The dog enthusiast is adamant that state authorities should crack down on the stray-dog crisis on Jamaica’s streets, a trend exacerbated by the absence of a rigorous network of municipal pounds.
But that’s no excuse for negligent dog owners who fail to install reinforced concrete fencing instead of cheaper, less effective wire barriers that so many Jamaicans prefer.
“If you can’t control the dog, get somebody to train it for you. If you don’t know how to deal with it, it won’t work. Go and buy yourself a poodle!” Byfield, who owns at least six dogs, said.
That advice is gaining greater resonance in Jamaica after the November 17 passage in the House of Representatives of the Dogs (Liability for Attacks) Act 2020. The legislation, which provides for criminal liability for dog owners in the event of attacks, carries a maximum fine of $3 million. Convicts who fail to shell out the fine could be imprisoned for up to 15 years. The Senate is yet to pass the Bill.
Byfield knows what it is like being on the wrong side of the law.
At age 27, he was convicted, alongside Lisa Harvey, 34, of various counts of owning and breeding more than 20 dangerous dogs, according to BBC reports.
Byfield and his co-accused were jailed for six months. They were also hit with a lifetime ban from owning or keeping dogs.
The court said, however, that despite overcrowding, the dogs were kept in clean conditions.
He was deported to Jamaica almost a decade ago.
Slipping in and out of his English accent, Byfield, older and wiser, said: “Been in London for like 20-odd years. Realistically, I was like a rude boy … . I used to fight dogs for a living.”
He declined to go into details.
Scarface is from the bloodline of champion dog fighters, he revealed.
Byfield is big on having an exercise regimen for dogs, and he recommends keeping them fit on a treadmill.
“I make treadmills. It has two runners with a slide board. That gives the action; the dog runs on it. If you have a toy, you stand in front of him with the toy and he runs for you,” Byfield told The Gleaner.
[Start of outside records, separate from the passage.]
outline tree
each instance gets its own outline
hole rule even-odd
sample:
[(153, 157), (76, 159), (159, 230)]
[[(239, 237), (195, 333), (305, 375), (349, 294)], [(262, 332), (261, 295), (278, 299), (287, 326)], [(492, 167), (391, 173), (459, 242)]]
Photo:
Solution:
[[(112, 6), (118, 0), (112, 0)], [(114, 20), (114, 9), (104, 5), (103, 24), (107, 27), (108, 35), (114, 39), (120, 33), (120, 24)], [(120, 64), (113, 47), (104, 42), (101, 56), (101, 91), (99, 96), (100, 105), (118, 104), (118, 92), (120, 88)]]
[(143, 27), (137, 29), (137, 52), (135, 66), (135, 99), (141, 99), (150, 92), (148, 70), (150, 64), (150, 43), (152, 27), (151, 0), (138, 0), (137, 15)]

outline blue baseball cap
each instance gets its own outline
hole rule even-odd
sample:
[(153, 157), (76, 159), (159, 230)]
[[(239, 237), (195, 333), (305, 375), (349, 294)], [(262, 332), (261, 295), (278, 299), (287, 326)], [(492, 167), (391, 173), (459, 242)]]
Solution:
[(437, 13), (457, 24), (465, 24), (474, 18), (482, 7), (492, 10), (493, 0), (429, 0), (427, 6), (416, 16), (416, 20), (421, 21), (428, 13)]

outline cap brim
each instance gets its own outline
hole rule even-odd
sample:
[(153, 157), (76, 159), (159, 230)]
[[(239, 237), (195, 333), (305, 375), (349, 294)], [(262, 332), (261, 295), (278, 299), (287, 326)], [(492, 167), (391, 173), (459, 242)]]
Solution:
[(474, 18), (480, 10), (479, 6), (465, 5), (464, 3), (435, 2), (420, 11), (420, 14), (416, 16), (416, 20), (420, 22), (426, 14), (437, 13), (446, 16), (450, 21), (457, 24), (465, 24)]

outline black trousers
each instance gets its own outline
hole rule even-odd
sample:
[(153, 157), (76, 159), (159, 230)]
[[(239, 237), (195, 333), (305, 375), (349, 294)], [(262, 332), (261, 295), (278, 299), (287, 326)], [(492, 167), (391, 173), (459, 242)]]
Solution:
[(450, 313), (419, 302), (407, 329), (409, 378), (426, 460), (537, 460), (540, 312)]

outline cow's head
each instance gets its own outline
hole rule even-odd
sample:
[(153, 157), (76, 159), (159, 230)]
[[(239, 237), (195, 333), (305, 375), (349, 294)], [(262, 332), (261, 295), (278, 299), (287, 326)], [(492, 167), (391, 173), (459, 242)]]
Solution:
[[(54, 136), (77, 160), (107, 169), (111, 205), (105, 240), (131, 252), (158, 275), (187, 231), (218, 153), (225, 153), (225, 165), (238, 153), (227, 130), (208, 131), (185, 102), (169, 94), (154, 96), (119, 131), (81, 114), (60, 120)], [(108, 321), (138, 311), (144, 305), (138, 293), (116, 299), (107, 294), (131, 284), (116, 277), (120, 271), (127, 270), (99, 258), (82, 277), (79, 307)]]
“... Anything that comes from a working line, you are going to have to exercise it, going to make him work, then you tell him to sit.”
The canophile’s arms are a canvas of his passion, with tattoos of Scarface’s ancestors a testament to their pedigree and his love for them.
Byfield insists that owners offer their dogs quality time – a sacrifice that will be repaid with loyalty.
That’s a lesson learned by a gunman evading the police earlier this year. Clambering over the wall of his Kingston home, the trespasser didn’t live to tell the tale.
“Some things are better left unsaid. If you come over my yard and I am not there, I’m not responsible for what my animal does. They were trained not to jump the fence and go attack people, but if somebody jumps into my yard, … he’s supposed to hold the person till the police come, or do his job,” said Byfield.